Description Randy Barlow 2013-09-03 20:43:37 UTC
The units.json.gz file contains one json document per line, rather than one json document in the file. The .json extension is misleading in this case.

It would perhaps be an improvement if the units.json file contained a single json object that had an attribute called 'units' with a list of units.
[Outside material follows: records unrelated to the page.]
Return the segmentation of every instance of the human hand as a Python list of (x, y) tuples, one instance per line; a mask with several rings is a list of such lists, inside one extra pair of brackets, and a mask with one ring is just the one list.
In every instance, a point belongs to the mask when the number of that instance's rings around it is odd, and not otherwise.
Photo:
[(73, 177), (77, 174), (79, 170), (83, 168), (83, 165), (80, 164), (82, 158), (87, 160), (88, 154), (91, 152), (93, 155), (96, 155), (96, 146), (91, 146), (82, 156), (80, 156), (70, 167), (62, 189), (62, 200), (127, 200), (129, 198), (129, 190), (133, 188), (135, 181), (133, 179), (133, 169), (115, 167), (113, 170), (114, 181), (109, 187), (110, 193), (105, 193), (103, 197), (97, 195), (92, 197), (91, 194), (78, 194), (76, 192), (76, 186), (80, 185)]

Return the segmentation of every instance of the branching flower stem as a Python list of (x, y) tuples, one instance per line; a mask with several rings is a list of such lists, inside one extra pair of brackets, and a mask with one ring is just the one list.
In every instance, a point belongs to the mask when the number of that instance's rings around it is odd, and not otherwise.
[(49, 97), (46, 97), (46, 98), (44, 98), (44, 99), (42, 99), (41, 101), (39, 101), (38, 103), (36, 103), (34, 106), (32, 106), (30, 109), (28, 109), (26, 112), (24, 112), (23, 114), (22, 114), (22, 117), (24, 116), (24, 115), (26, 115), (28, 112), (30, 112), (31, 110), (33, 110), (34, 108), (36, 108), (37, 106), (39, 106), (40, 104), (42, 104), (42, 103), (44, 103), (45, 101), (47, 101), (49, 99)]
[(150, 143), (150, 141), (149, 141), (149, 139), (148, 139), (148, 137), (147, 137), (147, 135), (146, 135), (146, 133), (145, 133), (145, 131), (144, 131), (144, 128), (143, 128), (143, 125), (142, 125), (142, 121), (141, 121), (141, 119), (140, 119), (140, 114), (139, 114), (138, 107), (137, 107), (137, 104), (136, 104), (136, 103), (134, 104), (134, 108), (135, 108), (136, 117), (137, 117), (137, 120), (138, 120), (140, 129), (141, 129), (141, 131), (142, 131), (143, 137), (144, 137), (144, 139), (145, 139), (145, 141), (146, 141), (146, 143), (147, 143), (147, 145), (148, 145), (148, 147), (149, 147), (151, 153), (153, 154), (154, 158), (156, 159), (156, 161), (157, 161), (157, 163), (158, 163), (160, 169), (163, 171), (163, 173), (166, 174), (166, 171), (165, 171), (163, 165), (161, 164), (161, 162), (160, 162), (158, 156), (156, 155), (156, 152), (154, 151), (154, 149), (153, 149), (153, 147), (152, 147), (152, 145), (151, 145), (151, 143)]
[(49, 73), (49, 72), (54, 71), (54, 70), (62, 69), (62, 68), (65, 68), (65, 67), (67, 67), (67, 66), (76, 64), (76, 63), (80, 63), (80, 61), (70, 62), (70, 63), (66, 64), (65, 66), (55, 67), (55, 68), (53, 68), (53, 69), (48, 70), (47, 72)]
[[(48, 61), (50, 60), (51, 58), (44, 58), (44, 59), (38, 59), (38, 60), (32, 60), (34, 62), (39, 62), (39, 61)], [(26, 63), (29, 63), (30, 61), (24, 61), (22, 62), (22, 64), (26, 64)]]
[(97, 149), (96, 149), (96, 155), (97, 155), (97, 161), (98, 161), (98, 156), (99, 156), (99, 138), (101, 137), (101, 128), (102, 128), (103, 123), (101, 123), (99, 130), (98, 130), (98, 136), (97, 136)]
Currently, the json parser cannot open the file:

$ python
Python 2.6.6 (r266:84292, May 27 2013, 05:35:12) 
[GCC 4.4.7 20120313 (Red Hat 4.4.7-3)] on linux2
Type "help", "copyright", "credits" or "license" for more information.
>>> import json
>>> with open('units.json') as f:
...     a = json.load(f)
... 
Traceback (most recent call last):
  File "<stdin>", line 2, in <module>
  File "/usr/lib64/python2.6/json/__init__.py", line 267, in load
    parse_constant=parse_constant, **kw)
  File "/usr/lib64/python2.6/json/__init__.py", line 307, in loads
    return _default_decoder.decode(s)
  File "/usr/lib64/python2.6/json/decoder.py", line 322, in decode
    raise ValueError(errmsg("Extra data", s, end, len(s)))
ValueError: Extra data: line 2 column 1 - line 82 column 1 (char 858 - 2527719)

Comment 1 Jeff Ortel 2013-09-09 16:57:37 UTC
This is by design.  Each unit is written on a separate line so that the entire document is not read into memory.  Instead, each content unit (document) is written on a separate line and read/processed individually.  As for the extension ... the document does contain json.  do you have a better suggestion?